While the theoretical number of unique variants in a de novo synthesized three-site combinatorial library is 8000, a much higher number of samples will have to be screened in practice. This is because the degree of oversampling increases with the percentage of targeted library coverage. As a result, a library coverage of 95% will require the analysis of ~24,000 variants⁵⁹, an effort which demands considerable resources. Inspired by previous successful applications of machine learning in protein engineering^60,61,62, we explored the remaining protein landscape in silico using Gaussian processes, allowing us to reduce the physical screening burden and accelerate the accumulation of beneficial mutations. By representing amino acids as a 17-dimensional vector, which was obtained by concatenating the five-dimensional T-scale descriptor⁶³ and additional amino acid characteristics⁶⁴, our machine learning approach then defined the feature vector of a sequence by joining the vector representation of its individual amino acids at sites V81X, A88X, and I161X. With this strategy, we were able to identify both more active and more selective variants with noticeable accuracy and precision (Supplementary Fig. 5 and Supplementary Table 3). All seven variants predicted towards activity (Fig. 3, blue circles) were highly active, with four of them outperforming the previous best variant SLP (up to a 16-fold increase over GAP). Predictions toward selectivity (Fig. 3, green circles) show a similarly high fraction of improved variants, with one of them enhancing activity over the previously most selective variant for chlorination site B by >2-fold while retaining a complete selectivity for regioisomer 1b.

While the detailed mechanism behind the improved activity of the evolved variants remains unclear, we attempted to get a better understanding of the factors governing the regioselectivity of the evolved variants by carrying out docking studies with substrate 1. For these experiments, we used the available crystal structure of WelO5 (PDB ID: 5J4R), a close homolog of WelO5*, as a basis of our homology modeling with the tool SWISS-MODEL⁵⁶. Comparing the docking results of variant GAP, our most selective variant for the production of 1a, with the analysis of variant AHG, our most selective variant for the synthesis of 1b, we observed a shift in substrate positioning with respect to the iron-oxo and the Cl-ligand (Fig. 4 and Supplementary Fig. 6). The set of mutations acquired in AHG presumably changes the binding mode of soraphen A in such a way, that H-abstraction is now favored from a different C–H bond, namely C16, instead of C14 as observed for GAP (Supplementary Fig. 7).

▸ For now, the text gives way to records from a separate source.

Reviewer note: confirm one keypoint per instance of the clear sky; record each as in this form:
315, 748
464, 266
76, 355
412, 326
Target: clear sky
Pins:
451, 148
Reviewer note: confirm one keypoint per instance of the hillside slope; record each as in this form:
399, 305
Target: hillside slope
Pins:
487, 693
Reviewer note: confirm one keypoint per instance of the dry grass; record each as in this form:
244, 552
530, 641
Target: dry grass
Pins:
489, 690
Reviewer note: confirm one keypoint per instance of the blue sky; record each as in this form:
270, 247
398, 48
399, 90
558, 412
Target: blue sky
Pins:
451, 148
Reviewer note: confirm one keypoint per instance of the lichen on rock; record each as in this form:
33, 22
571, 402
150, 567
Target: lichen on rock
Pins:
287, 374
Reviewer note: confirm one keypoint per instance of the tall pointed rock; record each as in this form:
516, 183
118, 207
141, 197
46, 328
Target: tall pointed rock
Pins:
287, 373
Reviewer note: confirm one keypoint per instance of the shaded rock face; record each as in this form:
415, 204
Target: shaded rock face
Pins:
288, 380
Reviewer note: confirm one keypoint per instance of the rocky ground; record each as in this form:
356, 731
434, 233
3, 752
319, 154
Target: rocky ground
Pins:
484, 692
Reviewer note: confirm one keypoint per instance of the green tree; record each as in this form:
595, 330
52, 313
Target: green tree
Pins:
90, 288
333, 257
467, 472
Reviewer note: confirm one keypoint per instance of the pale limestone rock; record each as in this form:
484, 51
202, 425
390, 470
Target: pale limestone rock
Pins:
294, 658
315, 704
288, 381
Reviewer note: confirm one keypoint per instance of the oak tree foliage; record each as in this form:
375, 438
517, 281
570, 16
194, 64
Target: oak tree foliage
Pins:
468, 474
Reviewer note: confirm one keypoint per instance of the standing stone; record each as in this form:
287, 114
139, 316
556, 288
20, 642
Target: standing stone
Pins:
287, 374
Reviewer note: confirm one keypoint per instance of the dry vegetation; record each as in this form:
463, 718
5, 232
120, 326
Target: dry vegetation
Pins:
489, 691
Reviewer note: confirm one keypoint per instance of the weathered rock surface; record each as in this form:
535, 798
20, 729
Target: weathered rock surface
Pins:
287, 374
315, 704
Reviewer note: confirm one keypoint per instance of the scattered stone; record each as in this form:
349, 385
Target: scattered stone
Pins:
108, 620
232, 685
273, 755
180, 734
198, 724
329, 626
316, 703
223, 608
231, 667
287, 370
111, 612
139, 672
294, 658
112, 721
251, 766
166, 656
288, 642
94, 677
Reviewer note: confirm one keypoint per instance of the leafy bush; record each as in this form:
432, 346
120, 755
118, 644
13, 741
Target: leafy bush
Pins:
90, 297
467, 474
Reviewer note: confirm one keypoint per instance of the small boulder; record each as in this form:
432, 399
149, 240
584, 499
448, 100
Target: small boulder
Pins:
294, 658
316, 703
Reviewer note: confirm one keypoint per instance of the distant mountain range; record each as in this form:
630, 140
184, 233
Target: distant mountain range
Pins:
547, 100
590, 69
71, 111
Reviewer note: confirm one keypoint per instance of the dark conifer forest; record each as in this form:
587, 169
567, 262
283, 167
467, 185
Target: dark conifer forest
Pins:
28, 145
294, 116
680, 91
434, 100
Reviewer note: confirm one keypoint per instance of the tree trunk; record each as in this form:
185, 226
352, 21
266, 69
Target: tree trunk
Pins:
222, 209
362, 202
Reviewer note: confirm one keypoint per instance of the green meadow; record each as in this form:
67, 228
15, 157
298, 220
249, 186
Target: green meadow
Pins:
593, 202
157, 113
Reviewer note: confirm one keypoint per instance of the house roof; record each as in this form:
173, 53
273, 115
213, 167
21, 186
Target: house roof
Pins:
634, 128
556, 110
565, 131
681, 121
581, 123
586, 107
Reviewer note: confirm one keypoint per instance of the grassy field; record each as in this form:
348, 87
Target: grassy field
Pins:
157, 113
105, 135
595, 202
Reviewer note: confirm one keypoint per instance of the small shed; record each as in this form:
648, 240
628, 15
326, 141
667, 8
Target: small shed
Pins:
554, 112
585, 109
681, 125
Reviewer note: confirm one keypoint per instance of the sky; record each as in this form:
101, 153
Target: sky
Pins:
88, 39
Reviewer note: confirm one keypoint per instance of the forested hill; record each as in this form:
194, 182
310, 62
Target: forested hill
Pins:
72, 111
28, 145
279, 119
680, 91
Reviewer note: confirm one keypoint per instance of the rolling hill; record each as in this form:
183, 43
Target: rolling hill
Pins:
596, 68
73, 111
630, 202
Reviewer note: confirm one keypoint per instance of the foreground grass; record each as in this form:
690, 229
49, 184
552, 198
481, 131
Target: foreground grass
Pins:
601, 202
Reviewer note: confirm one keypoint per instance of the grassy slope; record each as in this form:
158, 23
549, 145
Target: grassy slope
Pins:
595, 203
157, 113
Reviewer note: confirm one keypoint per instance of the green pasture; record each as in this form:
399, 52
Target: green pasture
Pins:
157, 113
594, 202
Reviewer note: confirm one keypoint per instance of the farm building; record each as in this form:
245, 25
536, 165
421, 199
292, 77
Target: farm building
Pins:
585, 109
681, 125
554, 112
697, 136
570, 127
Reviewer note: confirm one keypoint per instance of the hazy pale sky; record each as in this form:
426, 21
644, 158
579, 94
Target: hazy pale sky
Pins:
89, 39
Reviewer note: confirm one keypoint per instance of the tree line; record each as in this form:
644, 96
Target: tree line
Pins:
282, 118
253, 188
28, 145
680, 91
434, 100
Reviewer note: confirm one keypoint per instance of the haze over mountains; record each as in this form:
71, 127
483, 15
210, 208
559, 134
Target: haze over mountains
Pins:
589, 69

**Fig. 4: Soraphen A (wheat) docked models of the regio-divergent WelO5* variants GAP and AHG.**

To further assess the substrate promiscuity of the engineered WelO5* variants and to expand our palette of uniquely derived soraphen analogs for biological testing, we analysed the transformation of soraphen C (2) and the soraphen analogs 3 and 4. In analogy to soraphen A, we observed the formation of two chlorinated and hydroxylated products for soraphen C. Also, the soraphen analogs 3 and 4 led to the formation of several singularly derivatized macrolide structures (Supplementary Table 4). Interestingly, the initial whole-cell screening using soraphen A as a substrate did not reveal doubly chlorinated or doubly hydroxylated products nor a mixture thereof. To further investigate the substrate promiscuity of our engineered variants, we continued by carrying out in vitro studies applying optimized reaction conditions using mono-chlorinated 1a, 1b, and 2a as substrates and purified enzyme preparations of variants GAP, SLP, VLA, and WVS. Of all combinations tested, variants WelO5* SLP and VLA exhibited detectable substrate promiscuity and proved capable to produce minor amounts of doubly chlorinated products starting from 1a (0.04% conversion with SLP) and 1b (1.7% with SLP and 1.9% conversion with VLA) as well as a hydroxylated product derived from 1b (3.7% with SLP and 5.8% conversion with VLA) (Supplementary Fig. 8). Overall, and in alignment with the observations made for the halogenation of a martinelline-derived fragment by Hayashi et al.⁴³, the main detectable products of the engineered WelO5* variants under standard reaction conditions were the mono-derivatized soraphens.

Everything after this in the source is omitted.